Friday, April 16, 2010
Katz embraces role in potent Beavers offense
By Ted Miller
CORVALLIS, Ore. -- Oregon State coach Mike Riley is standing beside a dry erase board in his office. He points to his flanker. That's James Rodgers. He caught 91 passes for 1,034 yards and nine touchdowns last year. Riley smiles.
He points to his tight end Joe Halahuni. He caught 35 passes and became an offensive weapon after the middle of the season. Riley points at his slot receiver, Jordan Bishop. The 6-foot-3 sophomore can high jump over seven feet. He points at his split end, where Darrell Catchings and Markus Wheaton are engaging one of the more spirited competitions this spring.
Then he points at Jacquizz Rodgers, who rushed for 1,440 yards, caught 78 passes and scored 22 touchdowns a year after being the Pac-10's Offensive Player of the Year as a true freshman.
Riley agrees with a reporter that Jacquizz should be a top Heisman Trophy candidate.
The main point, however, is the Beavers offense has a lot of guys who can punish a defense.
"Athletically, it's as good as we've ever been," Riley said.
Then Riley circles his quarterback.
"It's our biggest question on offense," he said. "If we can bring our quarterback up to the rest of the offense, then it's going to be good."
That quarterback figures to be sophomore Ryan Katz, who's got a big arm but little experience. While Katz officially is competing with Virginia transfer Peter Lalich for the starting job, Katz started spring practices with the No. 1 offense and he's yet to yield that perch.
"What stands out about Ryan -- always has -- is he's got really good physical ability. A Great arm," Riley said. "It's one of those deals where you're kind of taken aback by the strength of his arm sometimes.
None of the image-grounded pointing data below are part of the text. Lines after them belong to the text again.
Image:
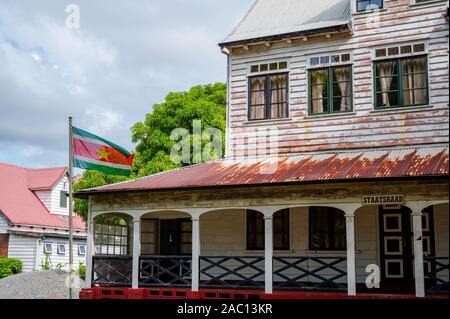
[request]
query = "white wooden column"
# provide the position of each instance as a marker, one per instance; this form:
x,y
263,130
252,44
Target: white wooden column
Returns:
x,y
418,255
90,251
195,269
351,264
136,252
268,254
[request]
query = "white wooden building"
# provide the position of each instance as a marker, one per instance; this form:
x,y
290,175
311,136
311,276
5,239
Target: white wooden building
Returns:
x,y
354,94
34,218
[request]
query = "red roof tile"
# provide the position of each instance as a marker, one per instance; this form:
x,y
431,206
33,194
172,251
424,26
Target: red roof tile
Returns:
x,y
334,165
19,203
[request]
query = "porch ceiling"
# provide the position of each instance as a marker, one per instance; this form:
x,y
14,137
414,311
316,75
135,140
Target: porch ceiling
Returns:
x,y
418,161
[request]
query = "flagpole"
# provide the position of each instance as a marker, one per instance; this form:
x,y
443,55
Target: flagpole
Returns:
x,y
70,209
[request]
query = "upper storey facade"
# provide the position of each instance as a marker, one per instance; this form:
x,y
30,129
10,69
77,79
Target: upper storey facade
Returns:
x,y
337,74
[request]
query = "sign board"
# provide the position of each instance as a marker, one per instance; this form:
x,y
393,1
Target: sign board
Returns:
x,y
383,200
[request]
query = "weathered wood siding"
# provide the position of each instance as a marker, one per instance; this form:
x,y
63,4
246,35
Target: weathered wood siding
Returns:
x,y
50,198
55,195
400,22
4,224
59,259
45,197
25,248
441,222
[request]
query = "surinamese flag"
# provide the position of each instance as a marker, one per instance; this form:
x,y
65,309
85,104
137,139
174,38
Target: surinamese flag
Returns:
x,y
94,152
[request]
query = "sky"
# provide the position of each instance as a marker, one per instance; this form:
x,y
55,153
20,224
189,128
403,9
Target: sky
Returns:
x,y
125,56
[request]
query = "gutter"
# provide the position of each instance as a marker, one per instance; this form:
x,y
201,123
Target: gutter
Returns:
x,y
277,37
227,131
86,194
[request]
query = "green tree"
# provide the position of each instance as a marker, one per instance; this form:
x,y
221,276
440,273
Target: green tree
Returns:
x,y
206,103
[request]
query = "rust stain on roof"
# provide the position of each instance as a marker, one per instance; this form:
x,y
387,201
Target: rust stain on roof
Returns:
x,y
319,166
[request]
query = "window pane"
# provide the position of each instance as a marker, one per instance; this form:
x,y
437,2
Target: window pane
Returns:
x,y
327,228
362,5
406,49
365,5
282,65
414,81
419,47
393,51
278,110
380,53
278,81
387,81
319,91
257,97
314,61
324,59
341,89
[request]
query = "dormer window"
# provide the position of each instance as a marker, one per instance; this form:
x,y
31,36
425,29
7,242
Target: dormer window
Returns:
x,y
268,91
368,5
63,199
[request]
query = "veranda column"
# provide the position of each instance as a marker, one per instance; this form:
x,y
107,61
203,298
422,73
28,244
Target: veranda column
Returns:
x,y
136,252
418,255
89,253
268,254
351,264
90,247
195,253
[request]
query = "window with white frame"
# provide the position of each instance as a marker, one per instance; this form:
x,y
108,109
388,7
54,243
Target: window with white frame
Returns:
x,y
47,248
61,249
268,85
368,5
401,76
81,250
330,84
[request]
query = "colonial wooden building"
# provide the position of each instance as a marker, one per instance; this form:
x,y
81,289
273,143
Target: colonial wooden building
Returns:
x,y
34,226
335,172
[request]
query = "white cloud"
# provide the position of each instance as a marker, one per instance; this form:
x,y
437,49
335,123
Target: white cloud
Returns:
x,y
107,74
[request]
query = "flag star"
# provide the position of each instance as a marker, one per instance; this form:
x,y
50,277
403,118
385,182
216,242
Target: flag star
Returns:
x,y
103,153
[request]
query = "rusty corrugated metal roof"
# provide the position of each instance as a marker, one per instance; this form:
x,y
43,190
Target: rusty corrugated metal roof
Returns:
x,y
324,166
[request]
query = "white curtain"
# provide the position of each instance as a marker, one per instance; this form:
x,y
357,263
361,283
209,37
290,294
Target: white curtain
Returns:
x,y
278,96
343,74
257,98
318,81
386,70
412,81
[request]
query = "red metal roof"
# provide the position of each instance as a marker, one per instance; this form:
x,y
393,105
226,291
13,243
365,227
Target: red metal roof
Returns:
x,y
324,166
44,178
20,204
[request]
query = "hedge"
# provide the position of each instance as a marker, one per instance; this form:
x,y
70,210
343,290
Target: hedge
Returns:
x,y
9,266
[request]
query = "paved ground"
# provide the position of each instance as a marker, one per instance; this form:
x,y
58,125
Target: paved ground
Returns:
x,y
50,284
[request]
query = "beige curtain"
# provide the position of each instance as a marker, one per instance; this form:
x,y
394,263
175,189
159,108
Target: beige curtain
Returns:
x,y
278,96
386,70
411,81
318,81
257,98
343,74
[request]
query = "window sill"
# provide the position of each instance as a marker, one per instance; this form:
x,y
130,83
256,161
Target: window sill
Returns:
x,y
268,121
413,5
289,251
327,116
368,12
401,109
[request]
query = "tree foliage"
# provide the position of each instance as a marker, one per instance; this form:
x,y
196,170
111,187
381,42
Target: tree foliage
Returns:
x,y
152,136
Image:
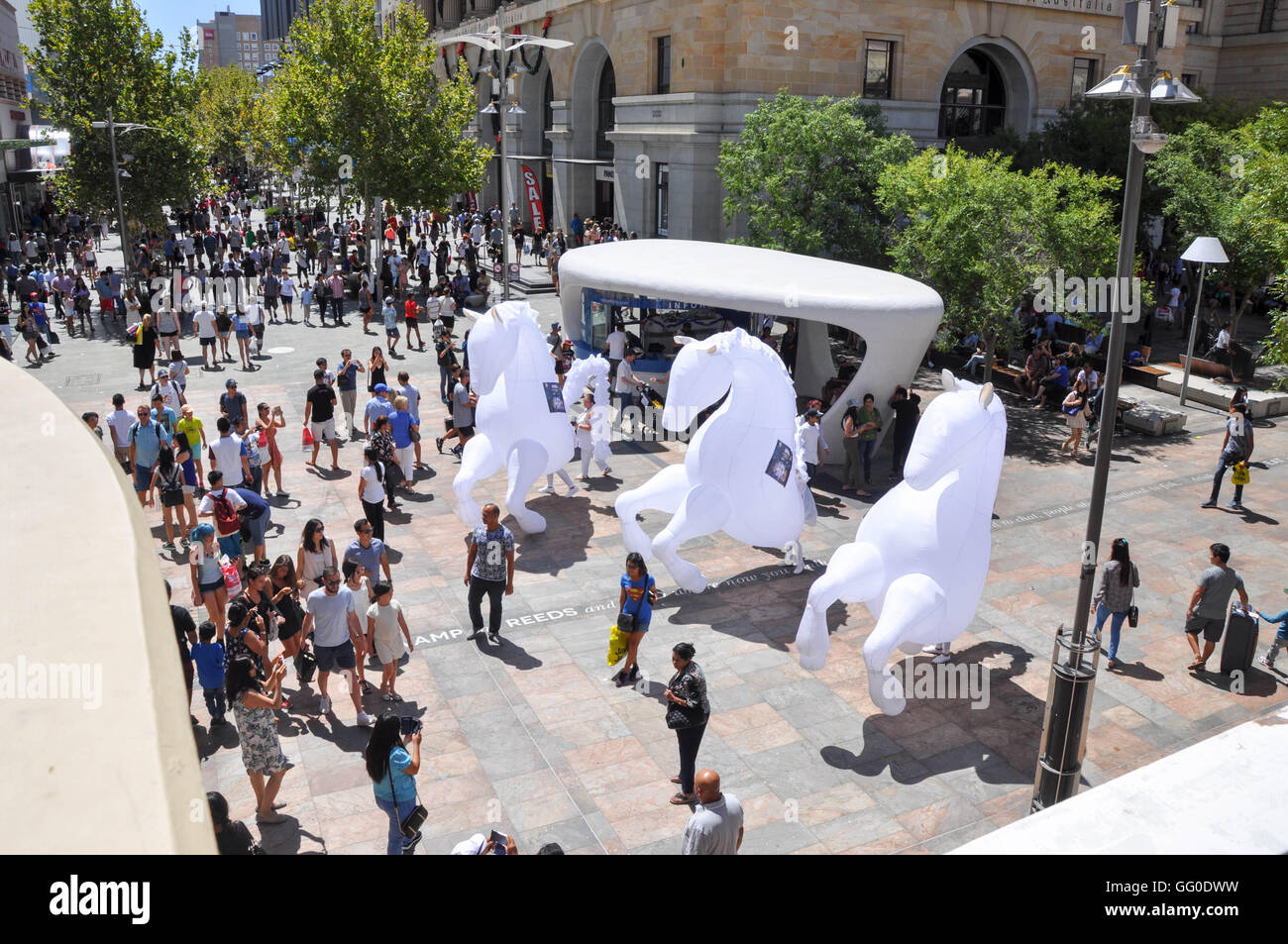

He throws the ball so easily with a lot of velocity. He's got to learn a little bit more about taking something off it every once and a while. I tell him all the time, 'You don't always have to throw a 95 miles per hour ball.'"
The good news is Katz, Riley said, has consistently improved since arriving in Corvallis from Santa Monica (Calif.) High School. But there's a caveat hidden in that positive point, because every recent Oregon State quarterback has improved steadily during his career, from Derek Anderson, to Matt Moore, to Lyle Moevao, to Sean Canfield.
But each of those guys started his career slowly and, well, unimpressively. Anderson completed just 47 percent of his passes his first year as the Beavers starter under then-coach Dennis Erickson. Moore threw 19 interceptions. Moevao and Canfield combined for 21 interceptions in 2007.
The question is how steep Katz's learning curve will be.
"There is a process with us," Riley said.
By all accounts, Katz has embraced the No. 1 role, though he admits it goes against his type to be a vocal leader. As a personality, Katz is closer to the quieter Canfield than the effusive Moevao.
"More than vocal-wise, I tried to lead by example," Katz said.
The Beavers offense has evolved in recent years as Riley yielded control to coordinator Danny Langsdorf. The Beavers have increased the role of running backs and the flanker in the passing game. They added the fly sweep. Canfield's accuracy but lack of a strong arm had the offense looking West Coast-ish for a while in 2009.
Katz brings back the big arm of say an Anderson or Moore and adds some athleticism. Katz will move around in the pocket and there will be more designed bootlegs. And there's an increased emphasis of screen passes in order to build his confidence through the air.
And Katz needs to find his rhythm quickly. The opener is vs. TCU in Cowboys Stadium -- a top-10 team playing in a friendly stadium that is far bigger than its home field.
"When the time comes, it's definitely going to be eye-opening," Katz said. "But I'm just going to take it and run with it. I can't stand out there and be star struck."
After TCU, the Beavers play host to Louisville, then visit Boise State, a likely top-five team.
So there's no soft schedule that allows Katz to acclimate himself to the speed of the game. He's bound to make mistakes, which means criticism. Katz is aware that is an inescapable part of playing the position.
"That's definitely in the back of your mind, but if I just work day by day and get better that will play it self out," he said. "I know that comes with the job."
But he said he learned a lot from watching Canfield and Moevao weather the storm and come out strong on the back end.
But if Katz plays well from the start and minimized the growing pains, then Beavers should become a major player in the Pac-10 race.